The next day also I was not eager to collect my ‘death warrant', but, since my wife kept reminding me of it every half an hour, I did not have any other option but to go and collect it. Immediately on receipt of the report and the films, I looked at them expecting to find a big hole in my brain or at least a dark patch somewhere. But everything was Greek to me. They all appeared more like M. F. Husain's paintings. On reaching home, my wife snatched the reports from me and started looking at them against light as if she was a super-specialist in neurology. There was no expression on her face for five minutes. Finally she kept the films and report on the table and walked towards the bedroom and for a minute I thought she was going there to weep without my seeing her. So I asked: “What does it say?” She turned around and said: “How do I know? Tomorrow we will go to the doctor.”
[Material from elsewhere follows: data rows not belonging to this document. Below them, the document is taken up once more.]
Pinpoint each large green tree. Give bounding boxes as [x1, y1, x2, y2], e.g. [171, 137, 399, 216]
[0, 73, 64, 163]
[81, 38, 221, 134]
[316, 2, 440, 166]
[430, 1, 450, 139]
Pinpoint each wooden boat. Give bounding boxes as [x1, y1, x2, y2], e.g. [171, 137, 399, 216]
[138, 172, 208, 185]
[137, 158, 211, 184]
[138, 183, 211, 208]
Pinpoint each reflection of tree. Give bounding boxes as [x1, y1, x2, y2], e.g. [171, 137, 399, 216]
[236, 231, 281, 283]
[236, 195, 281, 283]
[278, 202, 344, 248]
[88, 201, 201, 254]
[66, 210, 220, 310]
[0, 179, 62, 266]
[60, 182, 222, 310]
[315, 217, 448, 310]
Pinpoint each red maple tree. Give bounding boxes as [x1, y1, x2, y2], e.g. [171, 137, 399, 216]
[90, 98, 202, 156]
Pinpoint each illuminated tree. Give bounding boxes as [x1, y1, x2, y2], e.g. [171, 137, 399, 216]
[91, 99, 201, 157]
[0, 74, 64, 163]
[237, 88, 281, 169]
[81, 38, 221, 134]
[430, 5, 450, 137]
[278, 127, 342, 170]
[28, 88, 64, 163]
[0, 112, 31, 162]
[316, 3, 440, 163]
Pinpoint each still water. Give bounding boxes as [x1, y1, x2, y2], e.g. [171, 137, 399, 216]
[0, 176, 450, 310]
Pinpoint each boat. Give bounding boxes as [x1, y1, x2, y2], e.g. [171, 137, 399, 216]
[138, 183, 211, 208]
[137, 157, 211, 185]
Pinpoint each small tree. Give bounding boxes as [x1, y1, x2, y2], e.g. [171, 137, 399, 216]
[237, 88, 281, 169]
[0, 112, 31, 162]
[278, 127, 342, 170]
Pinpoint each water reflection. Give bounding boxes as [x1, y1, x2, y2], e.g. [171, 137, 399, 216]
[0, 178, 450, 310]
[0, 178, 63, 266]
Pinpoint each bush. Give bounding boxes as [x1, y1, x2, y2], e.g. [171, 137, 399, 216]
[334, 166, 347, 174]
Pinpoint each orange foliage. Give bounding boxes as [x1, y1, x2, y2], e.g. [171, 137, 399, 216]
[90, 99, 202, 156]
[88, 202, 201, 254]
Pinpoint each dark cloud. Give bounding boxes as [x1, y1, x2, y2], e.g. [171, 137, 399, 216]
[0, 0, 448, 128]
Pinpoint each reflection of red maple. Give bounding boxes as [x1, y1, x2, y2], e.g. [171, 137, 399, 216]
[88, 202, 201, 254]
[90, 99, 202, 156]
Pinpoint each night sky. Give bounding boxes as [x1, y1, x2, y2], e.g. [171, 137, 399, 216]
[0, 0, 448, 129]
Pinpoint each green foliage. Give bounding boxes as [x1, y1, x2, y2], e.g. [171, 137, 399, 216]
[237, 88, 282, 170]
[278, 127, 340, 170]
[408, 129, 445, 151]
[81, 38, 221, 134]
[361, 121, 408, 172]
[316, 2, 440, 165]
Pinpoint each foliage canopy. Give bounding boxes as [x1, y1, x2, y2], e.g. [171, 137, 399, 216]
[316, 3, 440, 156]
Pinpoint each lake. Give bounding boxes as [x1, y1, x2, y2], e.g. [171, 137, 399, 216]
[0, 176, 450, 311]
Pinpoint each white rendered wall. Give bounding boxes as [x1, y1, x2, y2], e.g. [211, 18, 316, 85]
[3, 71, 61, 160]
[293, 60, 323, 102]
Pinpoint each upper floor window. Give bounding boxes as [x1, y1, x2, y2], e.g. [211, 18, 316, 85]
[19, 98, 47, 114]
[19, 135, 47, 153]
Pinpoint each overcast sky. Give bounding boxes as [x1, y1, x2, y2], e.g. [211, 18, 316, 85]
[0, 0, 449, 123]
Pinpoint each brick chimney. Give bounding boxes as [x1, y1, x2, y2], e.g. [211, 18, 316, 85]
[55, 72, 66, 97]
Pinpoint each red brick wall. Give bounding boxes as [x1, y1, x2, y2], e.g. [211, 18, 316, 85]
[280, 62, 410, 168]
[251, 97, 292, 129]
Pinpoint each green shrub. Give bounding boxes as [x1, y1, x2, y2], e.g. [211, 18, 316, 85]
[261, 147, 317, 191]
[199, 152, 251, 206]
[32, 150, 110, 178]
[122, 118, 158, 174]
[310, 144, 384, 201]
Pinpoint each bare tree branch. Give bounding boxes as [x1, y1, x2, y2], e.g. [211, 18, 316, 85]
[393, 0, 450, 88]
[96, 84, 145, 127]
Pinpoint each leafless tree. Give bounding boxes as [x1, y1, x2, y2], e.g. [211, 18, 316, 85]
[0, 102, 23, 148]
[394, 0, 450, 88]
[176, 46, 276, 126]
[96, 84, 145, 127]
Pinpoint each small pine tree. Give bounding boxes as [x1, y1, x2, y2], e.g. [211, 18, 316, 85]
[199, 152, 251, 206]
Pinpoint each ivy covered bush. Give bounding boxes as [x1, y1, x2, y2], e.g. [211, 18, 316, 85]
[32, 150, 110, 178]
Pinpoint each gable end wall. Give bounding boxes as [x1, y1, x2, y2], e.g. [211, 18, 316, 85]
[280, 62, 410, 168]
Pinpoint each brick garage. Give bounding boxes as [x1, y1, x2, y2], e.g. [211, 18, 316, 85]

We visited the doctor again, after the usual agonising wait, and showed him the films and the report. When he saw the MRI scan cover itself in my hand, I could see a satisfied smile on his face for obvious reasons. He then studied the report and said: “I told you there is nothing wrong with you.” The moment I heard that I jumped out of my seat, thanked him and got out because I was afraid my wife would utter something else and a few more tests would be on their way. Once out of the room, she asked me what about my getting admitted to the hospital for insurance reimbursement. This time, I put my foot down and said enough was enough and said a big ‘no.'

On returning home, by adding up all the bills, it was found that I had paid a penalty of more than Rs.10, 000 for a strange dream of seeing my wife as double. Anyway, after this experience I took an oath that I would never ever dream of my wife — not even as a single person. And if at all I see, I will never speak it out.